With all of this, I can say that in the multiple relapsed/refractory patient who at this point does not have great options, these agents, the CAR T cells, represent the best way of getting a response or the highest chances of getting a response, and for sure the best chances of getting a deep response. The other thing that was also shown at ASH was that in patients who received these agents in a relapsed/refractory setting, although the progression-free survival was only prolonged by about an order of 11 months or so, the overall survival was prolonged even more. That reflects the fact that after CAR T cells, there is no typical planned maintenance therapy or no therapy in fact for the patients who responded. Those patients enjoy a treatment-free, disease-free period, where they actually restore their health to a point that even if they do relapse after about a year or so, and they restart treatment, their whole outlook on the myeloma changes. These are patients who are looking at the progression-free survival four months to six months in the pre-CAR T setting. Now they’re looking at a progression-free survival of about 11 months to 12 months. The overall survival that initially was expected to be about eight to nine months is now looking at a two to three-year period.
We have actually dramatically changed the natural history of relapsed/refractory myeloma with CAR T. I would say that any eligible patient who is fit enough to undergo CAR T therapy should undergo it. Unlike autologous transplant or allogeneic transplant, age does not seem to be a huge barrier. For example, we have given CAR T to patients above the age of 80 multiple times and with very good outcomes.
MMT: As this option grows in popularity and availability, what challenges do you anticipate regarding cost and insurance coverage for CAR T therapy?
Dr. Hari: You’ve hit the nail on the head. I think the most significant challenge in terms of myeloma patients receiving CAR T is going to be access, and access driven by insurance and cost challenges. The majority of myeloma patients, as you know, are receiving Medicare in the United States, which means a government payer. Although Medicare is probably one of the best insurances to have, their mechanisms for paying CAR T are in evolution.
This year Medicare has actually come up with a new way of paying for CAR T cells, and they need to be commended for it. However, even with the high market cost of CAR T cells…We don’t know what the cost of CAR T for myeloma is going to be. But typically these are close to half a million dollars just for the CAR T cells alone, and subsequent care can also cost an equivalent or slightly more amount. Most hospitals will end up making a loss on these patients when they are treated although the patient gets significant benefit. This has led to this situation where hospitals are unwilling to do this because of the loss they have to endure. Medicare’s payment systems have not really caught up with the way hospitals need to be reimbursed for this.

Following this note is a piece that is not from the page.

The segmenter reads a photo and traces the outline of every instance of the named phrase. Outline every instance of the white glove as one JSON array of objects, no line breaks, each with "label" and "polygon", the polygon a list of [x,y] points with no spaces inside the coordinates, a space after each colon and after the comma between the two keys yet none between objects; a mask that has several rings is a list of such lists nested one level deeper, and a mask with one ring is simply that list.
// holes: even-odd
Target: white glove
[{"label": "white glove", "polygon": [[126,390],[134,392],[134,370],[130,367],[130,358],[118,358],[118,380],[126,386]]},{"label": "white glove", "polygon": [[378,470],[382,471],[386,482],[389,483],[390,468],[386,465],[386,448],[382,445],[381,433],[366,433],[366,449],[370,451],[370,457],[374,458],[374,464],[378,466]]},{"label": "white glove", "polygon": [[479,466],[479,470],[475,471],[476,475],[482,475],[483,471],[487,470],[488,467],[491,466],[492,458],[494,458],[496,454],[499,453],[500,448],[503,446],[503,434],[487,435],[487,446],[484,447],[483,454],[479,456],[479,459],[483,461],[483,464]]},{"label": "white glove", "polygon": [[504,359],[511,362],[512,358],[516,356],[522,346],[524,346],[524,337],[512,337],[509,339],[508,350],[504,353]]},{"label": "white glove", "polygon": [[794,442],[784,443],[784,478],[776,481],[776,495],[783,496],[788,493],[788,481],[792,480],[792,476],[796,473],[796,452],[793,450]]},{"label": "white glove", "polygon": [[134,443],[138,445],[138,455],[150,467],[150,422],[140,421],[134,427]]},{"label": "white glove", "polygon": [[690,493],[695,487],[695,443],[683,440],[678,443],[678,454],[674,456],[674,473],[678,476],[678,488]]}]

Given all that and the significant need for CAR T in myeloma, I expect that we might end up with a situation where patients need it, but we are unable to provide it just from the access standpoint. This is something that patient advocacy groups and professional groups have been clamoring for. I am hopeful that this will change in the coming years, but right now I’m worried about the high cost and the financial toxicity to the entire system from the CAR T therapies.